Canadian stocks witnessed a strong bull run over the past year on the back of economic expansion and a revival in consumer demand. While most TSX stocks have gained significantly in value, a few still look inexpensive and are solid long-term bets. I have selected four such bargain stocks that are trading at a considerable discount at the current levels. So, if you can invest $1,000, consider adding these undervalued stocks to your portfolio.
Scotiabank (TSX:BNS)(NYSE:BNS) is trading cheap and has substantial upside potential. It has gained nearly 54% in one year as an economic reopening, a decline in provisions, and deposit growth have driven its earnings higher. Despite the recent run-up in the stock, Scotiabank stock is still trading cheap compared to its peers, making it an excellent pick for long-term investors. Notably, Scotiabank’s P/B (price-to-book value) multiple of 1.5 is well below Bank of Montreal’s, Toronto-Dominion Bank’s, and Royal Bank of Canada’s P/B multiples of 1.6, 1.8, and 2.1, respectively.
Besides the attractive valuation, expected growth in its loans and deposit volumes, strong credit performance, and exposure to the high-growth banking markets further strengthen my bullish outlook. Also, its focus on improving efficiency and reducing costs augur well for future earnings growth and are likely to drive dividend payments.
Cineplex (TSX:CGX) stock has recovered significantly and is up about 62% this year. However, Cineplex stock continues to trade cheap and offers a discount of over 50% from its pre-pandemic levels, making it a top bargain stock poised to deliver stellar gains in the long term.

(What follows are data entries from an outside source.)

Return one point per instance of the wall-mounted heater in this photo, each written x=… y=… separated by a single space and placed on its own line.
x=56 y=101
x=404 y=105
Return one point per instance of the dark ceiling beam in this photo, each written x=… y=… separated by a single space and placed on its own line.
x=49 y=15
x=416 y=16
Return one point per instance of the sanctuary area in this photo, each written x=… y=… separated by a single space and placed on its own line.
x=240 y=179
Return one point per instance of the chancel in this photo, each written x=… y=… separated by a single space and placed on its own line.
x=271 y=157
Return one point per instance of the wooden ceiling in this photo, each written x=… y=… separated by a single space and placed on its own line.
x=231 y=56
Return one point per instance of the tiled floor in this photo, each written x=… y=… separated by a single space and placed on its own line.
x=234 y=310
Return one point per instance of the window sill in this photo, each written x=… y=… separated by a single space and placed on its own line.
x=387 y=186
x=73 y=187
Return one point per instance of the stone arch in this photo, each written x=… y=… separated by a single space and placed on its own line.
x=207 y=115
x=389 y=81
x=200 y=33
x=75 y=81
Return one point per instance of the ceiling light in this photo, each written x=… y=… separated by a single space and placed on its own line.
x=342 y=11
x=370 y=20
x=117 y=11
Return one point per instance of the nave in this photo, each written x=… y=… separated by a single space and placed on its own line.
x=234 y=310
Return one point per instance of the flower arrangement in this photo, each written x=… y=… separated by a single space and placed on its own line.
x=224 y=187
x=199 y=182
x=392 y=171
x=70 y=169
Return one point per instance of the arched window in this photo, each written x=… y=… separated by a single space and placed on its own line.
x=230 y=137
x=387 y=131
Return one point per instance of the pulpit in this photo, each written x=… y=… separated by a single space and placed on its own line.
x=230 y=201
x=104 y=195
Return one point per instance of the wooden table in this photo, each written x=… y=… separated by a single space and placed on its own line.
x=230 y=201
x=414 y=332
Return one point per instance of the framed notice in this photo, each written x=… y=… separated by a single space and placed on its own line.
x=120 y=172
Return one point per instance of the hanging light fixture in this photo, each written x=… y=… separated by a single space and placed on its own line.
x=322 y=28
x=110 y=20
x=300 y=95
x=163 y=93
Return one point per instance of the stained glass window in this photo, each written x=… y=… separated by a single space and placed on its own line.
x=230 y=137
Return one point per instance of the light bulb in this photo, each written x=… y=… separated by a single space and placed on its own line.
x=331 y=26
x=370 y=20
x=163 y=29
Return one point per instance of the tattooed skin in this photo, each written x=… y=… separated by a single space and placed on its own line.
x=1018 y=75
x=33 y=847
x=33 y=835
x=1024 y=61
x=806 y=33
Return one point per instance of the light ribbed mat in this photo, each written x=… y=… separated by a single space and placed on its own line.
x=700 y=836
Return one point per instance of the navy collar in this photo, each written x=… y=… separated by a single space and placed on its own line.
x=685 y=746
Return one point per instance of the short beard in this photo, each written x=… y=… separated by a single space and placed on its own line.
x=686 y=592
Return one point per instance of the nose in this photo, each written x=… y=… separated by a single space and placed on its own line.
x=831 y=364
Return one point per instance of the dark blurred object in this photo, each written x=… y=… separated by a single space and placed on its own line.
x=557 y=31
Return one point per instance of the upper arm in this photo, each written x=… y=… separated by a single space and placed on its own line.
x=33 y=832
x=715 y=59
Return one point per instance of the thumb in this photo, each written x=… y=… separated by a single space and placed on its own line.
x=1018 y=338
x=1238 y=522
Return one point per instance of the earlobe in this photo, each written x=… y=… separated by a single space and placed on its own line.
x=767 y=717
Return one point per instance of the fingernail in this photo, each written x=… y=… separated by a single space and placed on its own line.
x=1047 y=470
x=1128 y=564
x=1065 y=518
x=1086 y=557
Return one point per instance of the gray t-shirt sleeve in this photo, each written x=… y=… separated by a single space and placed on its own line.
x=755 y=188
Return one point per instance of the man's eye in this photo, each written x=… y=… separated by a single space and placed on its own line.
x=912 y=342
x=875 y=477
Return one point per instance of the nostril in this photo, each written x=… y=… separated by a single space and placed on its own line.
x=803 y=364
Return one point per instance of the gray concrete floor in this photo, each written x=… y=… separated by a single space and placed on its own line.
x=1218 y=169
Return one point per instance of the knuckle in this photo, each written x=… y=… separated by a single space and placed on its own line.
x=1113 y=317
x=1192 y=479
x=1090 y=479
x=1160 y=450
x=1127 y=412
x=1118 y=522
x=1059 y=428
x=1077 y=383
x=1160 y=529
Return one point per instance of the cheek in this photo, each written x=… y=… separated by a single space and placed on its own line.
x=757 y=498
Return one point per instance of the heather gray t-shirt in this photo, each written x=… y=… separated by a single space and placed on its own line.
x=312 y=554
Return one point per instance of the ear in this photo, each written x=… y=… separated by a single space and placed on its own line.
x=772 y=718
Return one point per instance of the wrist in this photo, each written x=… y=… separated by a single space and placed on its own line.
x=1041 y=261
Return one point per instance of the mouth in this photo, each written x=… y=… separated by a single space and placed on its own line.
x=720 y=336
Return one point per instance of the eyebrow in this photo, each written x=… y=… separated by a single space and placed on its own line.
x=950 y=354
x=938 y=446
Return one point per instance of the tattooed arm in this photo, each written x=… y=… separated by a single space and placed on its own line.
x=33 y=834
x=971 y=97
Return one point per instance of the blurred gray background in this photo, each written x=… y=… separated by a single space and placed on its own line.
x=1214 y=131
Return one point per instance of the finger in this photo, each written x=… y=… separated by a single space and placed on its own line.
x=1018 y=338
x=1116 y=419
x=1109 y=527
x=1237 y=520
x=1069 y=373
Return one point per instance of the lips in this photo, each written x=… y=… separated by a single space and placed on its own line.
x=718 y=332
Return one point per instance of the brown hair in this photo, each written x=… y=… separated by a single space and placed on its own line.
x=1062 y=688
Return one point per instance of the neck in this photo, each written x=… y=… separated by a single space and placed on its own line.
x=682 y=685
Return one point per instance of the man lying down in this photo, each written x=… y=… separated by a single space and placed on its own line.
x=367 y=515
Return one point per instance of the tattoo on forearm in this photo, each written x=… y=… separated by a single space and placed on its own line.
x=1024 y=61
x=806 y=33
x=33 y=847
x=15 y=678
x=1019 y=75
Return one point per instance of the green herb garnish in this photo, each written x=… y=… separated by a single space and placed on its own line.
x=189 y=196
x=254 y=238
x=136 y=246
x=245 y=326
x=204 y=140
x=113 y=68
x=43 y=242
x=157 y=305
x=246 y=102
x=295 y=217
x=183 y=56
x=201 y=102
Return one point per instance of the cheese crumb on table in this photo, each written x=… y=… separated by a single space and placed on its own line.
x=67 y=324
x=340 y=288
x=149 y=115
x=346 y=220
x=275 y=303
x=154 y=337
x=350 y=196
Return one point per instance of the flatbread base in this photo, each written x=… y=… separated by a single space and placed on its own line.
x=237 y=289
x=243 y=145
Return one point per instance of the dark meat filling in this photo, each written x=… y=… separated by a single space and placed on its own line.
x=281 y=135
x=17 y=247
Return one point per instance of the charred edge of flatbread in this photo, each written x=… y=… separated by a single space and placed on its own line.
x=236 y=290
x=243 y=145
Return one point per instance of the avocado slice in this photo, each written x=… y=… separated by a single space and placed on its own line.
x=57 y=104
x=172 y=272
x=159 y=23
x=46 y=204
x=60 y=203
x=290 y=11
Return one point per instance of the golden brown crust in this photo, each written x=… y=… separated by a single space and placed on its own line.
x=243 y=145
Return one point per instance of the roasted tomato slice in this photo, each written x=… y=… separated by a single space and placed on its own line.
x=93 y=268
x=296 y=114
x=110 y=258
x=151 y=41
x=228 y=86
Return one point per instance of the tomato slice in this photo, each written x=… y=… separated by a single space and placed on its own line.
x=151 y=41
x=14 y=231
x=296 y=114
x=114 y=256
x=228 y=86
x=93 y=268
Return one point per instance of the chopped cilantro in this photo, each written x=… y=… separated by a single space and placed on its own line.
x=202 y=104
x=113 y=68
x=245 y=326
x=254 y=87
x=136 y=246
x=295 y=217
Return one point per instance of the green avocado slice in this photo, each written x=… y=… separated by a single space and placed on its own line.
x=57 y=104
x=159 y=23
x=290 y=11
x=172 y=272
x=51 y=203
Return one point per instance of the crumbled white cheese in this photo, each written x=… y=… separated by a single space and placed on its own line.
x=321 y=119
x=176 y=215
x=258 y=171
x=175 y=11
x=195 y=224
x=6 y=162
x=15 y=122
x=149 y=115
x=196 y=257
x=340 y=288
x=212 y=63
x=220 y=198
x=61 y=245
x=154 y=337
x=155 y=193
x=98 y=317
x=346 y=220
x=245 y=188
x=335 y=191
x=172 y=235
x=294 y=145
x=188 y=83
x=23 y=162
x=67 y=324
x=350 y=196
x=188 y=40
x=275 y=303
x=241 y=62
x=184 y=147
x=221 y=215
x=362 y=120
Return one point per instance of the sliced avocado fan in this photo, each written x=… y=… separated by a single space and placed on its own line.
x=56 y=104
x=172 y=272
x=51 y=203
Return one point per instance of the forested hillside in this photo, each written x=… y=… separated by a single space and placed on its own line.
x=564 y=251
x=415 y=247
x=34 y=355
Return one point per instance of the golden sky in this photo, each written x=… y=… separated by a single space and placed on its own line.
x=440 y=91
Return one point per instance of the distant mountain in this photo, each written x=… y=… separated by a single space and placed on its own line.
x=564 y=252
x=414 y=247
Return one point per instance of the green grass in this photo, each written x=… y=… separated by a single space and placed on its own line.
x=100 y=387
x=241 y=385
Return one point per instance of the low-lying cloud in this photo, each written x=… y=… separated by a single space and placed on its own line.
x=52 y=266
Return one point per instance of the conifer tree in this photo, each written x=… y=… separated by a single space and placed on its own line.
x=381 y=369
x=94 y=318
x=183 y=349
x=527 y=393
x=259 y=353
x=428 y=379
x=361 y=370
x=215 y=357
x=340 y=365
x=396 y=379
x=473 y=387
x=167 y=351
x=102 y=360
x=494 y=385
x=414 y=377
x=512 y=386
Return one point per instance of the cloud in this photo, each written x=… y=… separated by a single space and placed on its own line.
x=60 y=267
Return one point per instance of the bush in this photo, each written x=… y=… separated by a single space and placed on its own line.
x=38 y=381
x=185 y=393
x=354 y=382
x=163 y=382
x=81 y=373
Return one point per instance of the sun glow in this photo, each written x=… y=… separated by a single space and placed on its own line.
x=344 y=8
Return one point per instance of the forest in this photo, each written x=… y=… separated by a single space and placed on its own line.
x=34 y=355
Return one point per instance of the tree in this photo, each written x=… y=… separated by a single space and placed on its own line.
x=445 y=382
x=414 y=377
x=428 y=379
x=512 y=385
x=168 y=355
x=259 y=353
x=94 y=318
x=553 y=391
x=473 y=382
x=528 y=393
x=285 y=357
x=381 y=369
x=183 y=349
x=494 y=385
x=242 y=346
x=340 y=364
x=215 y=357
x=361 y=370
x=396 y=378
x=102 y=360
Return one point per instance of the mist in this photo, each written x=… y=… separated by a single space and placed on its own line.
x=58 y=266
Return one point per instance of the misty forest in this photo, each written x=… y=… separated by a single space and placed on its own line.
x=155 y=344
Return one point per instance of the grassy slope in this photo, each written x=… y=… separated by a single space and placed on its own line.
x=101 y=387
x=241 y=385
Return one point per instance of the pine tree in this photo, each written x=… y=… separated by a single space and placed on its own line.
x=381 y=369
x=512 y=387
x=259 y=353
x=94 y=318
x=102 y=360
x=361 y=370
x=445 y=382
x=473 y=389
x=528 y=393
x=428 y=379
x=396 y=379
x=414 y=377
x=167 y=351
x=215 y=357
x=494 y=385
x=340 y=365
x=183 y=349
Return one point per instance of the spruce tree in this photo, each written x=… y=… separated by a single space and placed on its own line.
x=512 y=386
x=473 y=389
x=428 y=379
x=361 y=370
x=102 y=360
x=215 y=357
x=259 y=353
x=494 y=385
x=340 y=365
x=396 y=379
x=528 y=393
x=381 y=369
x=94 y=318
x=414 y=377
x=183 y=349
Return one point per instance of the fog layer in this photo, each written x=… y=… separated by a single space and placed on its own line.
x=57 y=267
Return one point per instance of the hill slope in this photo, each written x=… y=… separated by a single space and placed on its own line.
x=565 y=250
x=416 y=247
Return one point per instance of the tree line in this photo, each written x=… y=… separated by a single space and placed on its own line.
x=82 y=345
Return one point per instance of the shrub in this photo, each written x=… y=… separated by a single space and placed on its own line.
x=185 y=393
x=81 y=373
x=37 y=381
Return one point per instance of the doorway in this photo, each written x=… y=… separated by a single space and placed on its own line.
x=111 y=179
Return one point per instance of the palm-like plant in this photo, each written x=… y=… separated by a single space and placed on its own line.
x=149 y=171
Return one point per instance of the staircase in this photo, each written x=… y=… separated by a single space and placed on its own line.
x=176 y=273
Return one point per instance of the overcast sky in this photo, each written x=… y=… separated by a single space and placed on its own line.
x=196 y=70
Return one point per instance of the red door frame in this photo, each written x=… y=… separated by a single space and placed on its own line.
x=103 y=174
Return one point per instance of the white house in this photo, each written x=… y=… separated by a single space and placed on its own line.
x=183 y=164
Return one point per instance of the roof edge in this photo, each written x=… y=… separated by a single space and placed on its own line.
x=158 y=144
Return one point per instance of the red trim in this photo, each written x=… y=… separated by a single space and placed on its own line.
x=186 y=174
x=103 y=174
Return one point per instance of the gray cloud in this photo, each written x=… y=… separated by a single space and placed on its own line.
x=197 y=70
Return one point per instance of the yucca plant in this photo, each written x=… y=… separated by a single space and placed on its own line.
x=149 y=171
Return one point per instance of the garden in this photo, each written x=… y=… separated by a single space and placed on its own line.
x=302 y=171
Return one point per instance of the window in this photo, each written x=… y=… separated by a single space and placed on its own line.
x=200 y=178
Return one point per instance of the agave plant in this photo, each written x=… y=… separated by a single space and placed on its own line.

I believe the widespread vaccination and improvement in consumer demand will help the company’s operations return to normalcy. As the year progresses, I expect an increase in its traffic. Moreover, its losses and net cash burn are likely to go down and cushion its bottom line. I remain upbeat and expect the reopening of its entertainment venues and theatres to boost its stock price significantly.
Capital Power (TSX:CPX) stock looks like an excellent bargain stock at the current levels. Capital Power stock is trading at an NTM (next 12-month) EV/EBITDA multiple of 8.7. However, its peers Canadian Utilities, Fortis, TransAlta Renewables, and Algonquin Power & Utilities, are trading at a forward EV/EBITDA multiple of 10.7, 12.3, 12.9 13.9, respectively, making the power producer stock attractive on the valuation front.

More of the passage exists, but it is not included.